Red Hat Training

A Red Hat training course is available for RHEL 8

Chapter 26. Configuring cluster quorum

A Red Hat Enterprise Linux High Availability Add-On cluster uses the votequorum service, in conjunction with fencing, to avoid split brain situations. A number of votes is assigned to each system in the cluster, and cluster operations are allowed to proceed only when a majority of votes is present. The service must be loaded into all nodes or none; if it is loaded into a subset of cluster nodes, the results will be unpredictable. For information about the configuration and operation of the votequorum service, see the votequorum(5) man page.

26.1. Configuring quorum options

There are some special features of quorum configuration that you can set when you create a cluster with the pcs cluster setup command. The following table summarizes these options.

Table 26.1. Quorum Options

OptionDescription

auto_tie_breaker

When enabled, the cluster can suffer up to 50% of the nodes failing at the same time, in a deterministic fashion. The cluster partition, or the set of nodes that are still in contact with the nodeid configured in auto_tie_breaker_node (or lowest nodeid if not set), will remain quorate. The other nodes will be inquorate.

The auto_tie_breaker option is principally used for clusters with an even number of nodes, as it allows the cluster to continue operation with an even split. For more complex failures, such as multiple, uneven splits, it is recommended that you use a quorum device.

The auto_tie_breaker option is incompatible with quorum devices.

wait_for_all

When enabled, the cluster will be quorate for the first time only after all nodes have been visible at least once at the same time.

The wait_for_all option is primarily used for two-node clusters and for even-node clusters using the quorum device lms (last man standing) algorithm.

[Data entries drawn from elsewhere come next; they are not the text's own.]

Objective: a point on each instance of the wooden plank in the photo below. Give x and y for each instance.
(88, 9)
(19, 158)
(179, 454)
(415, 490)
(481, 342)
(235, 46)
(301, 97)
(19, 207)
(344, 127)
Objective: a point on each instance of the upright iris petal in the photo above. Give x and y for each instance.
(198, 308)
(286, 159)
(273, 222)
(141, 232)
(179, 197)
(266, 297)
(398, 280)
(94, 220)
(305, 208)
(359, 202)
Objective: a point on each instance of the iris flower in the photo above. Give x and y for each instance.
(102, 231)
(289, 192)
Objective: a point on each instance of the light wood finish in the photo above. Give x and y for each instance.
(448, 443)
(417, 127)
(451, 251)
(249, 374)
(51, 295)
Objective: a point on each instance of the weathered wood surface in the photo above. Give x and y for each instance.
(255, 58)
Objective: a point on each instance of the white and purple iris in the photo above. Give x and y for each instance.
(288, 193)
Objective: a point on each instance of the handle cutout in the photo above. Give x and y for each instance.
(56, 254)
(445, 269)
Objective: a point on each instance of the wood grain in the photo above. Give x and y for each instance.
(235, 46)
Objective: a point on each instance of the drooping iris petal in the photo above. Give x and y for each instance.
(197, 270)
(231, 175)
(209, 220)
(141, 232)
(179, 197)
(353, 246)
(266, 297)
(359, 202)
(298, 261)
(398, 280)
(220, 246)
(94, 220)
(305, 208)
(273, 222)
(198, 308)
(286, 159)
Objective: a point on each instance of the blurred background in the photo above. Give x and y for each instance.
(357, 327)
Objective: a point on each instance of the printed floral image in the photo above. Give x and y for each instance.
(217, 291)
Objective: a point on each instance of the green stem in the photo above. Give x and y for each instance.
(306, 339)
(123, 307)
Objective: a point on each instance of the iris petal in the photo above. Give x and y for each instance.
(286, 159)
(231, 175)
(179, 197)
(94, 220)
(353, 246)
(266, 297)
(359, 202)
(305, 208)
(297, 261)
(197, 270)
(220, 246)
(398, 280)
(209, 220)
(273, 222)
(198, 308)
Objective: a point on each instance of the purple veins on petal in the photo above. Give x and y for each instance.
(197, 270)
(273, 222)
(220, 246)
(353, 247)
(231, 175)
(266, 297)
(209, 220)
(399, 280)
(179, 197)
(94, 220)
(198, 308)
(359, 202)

The wait_for_all option is automatically enabled when a cluster has two nodes, does not use a quorum device, and auto_tie_breaker is disabled. You can override this by explicitly setting wait_for_all to 0.

last_man_standing

When enabled, the cluster can dynamically recalculate expected_votes and quorum under specific circumstances. You must enable wait_for_all when you enable this option. The last_man_standing option is incompatible with quorum devices.

last_man_standing_window

The time, in milliseconds, to wait before recalculating expected_votes and quorum after a cluster loses nodes.

For further information about configuring and using these options, see the votequorum(5) man page.

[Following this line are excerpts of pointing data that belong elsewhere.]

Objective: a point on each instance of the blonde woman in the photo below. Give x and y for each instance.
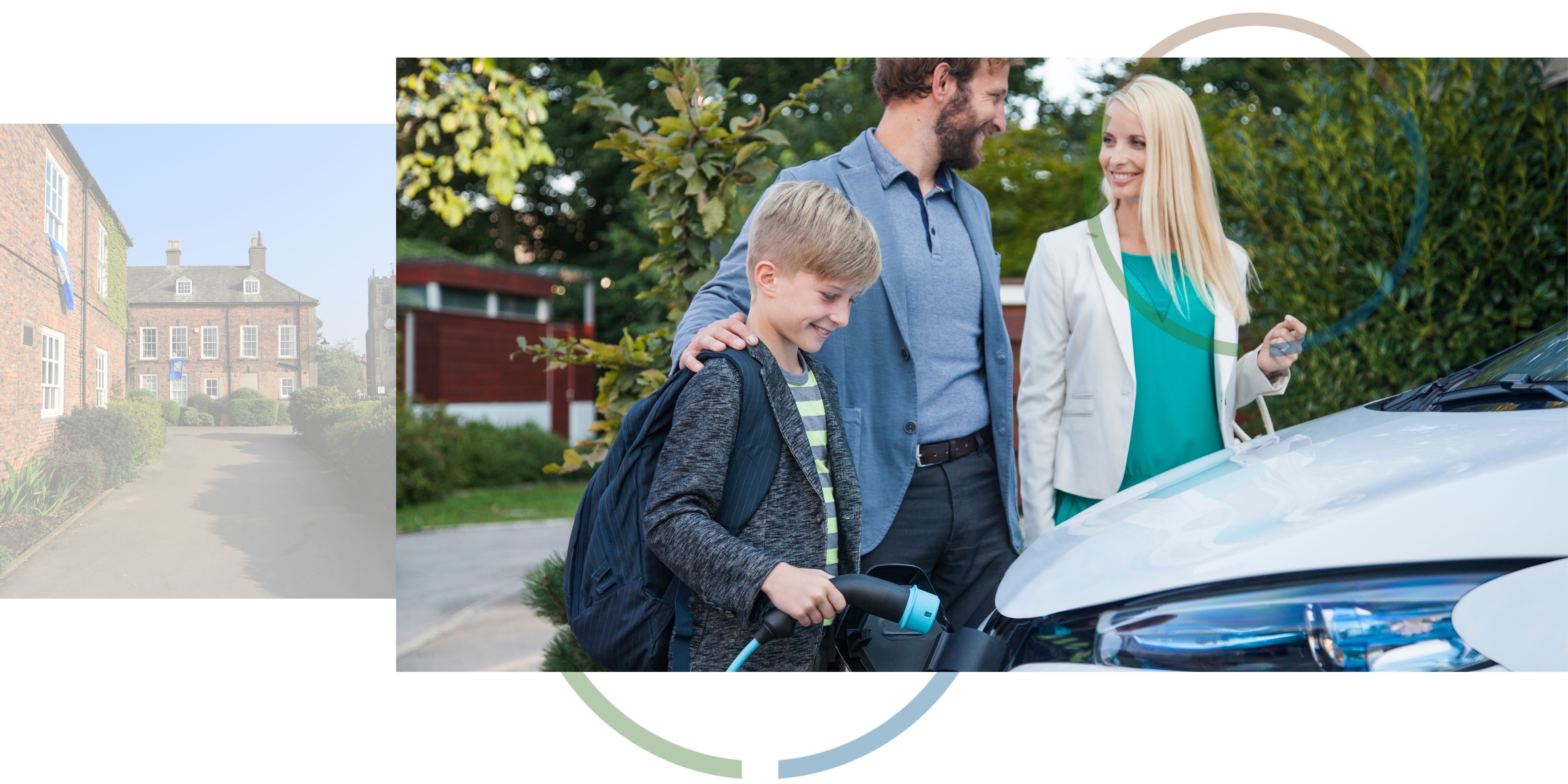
(1112, 394)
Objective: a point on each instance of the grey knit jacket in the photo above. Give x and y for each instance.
(725, 571)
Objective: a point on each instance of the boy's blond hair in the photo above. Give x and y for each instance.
(805, 225)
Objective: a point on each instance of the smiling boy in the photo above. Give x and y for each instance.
(810, 255)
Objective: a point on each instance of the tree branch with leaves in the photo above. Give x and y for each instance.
(468, 115)
(692, 165)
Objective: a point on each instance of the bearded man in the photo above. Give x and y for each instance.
(924, 368)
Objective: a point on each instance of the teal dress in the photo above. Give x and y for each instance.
(1174, 419)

26.2. Modifying quorum options

You can modify general quorum options for your cluster with the pcs quorum update command. You can modify the quorum.two_node and quorum.expected_votes options on a running system. For all other quorum options, executing this command requires that the cluster be stopped. For information on the quorum options, see the votequorum(5) man page.

The format of the pcs quorum update command is as follows.

pcs quorum update [auto_tie_breaker=[0|1]] [last_man_standing=[0|1]] [last_man_standing_window=[time-in-ms] [wait_for_all=[0|1]]

The following series of commands modifies the wait_for_all quorum option and displays the updated status of the option. Note that the system does not allow you to execute this command while the cluster is running.

[root@node1:~]# pcs quorum update wait_for_all=1
Checking corosync is not running on nodes...
Error: node1: corosync is running
Error: node2: corosync is running

[root@node1:~]# pcs cluster stop --all
node2: Stopping Cluster (pacemaker)...
node1: Stopping Cluster (pacemaker)...
node1: Stopping Cluster (corosync)...
node2: Stopping Cluster (corosync)...

[root@node1:~]# pcs quorum update wait_for_all=1
Checking corosync is not running on nodes...
node2: corosync is not running
node1: corosync is not running
Sending updated corosync.conf to nodes...
node1: Succeeded
node2: Succeeded

[root@node1:~]# pcs quorum config
Options:
  wait_for_all: 1

26.3. Displaying quorum configuration and status

Once a cluster is running, you can enter the following cluster quorum commands to display the quorum configuration and status.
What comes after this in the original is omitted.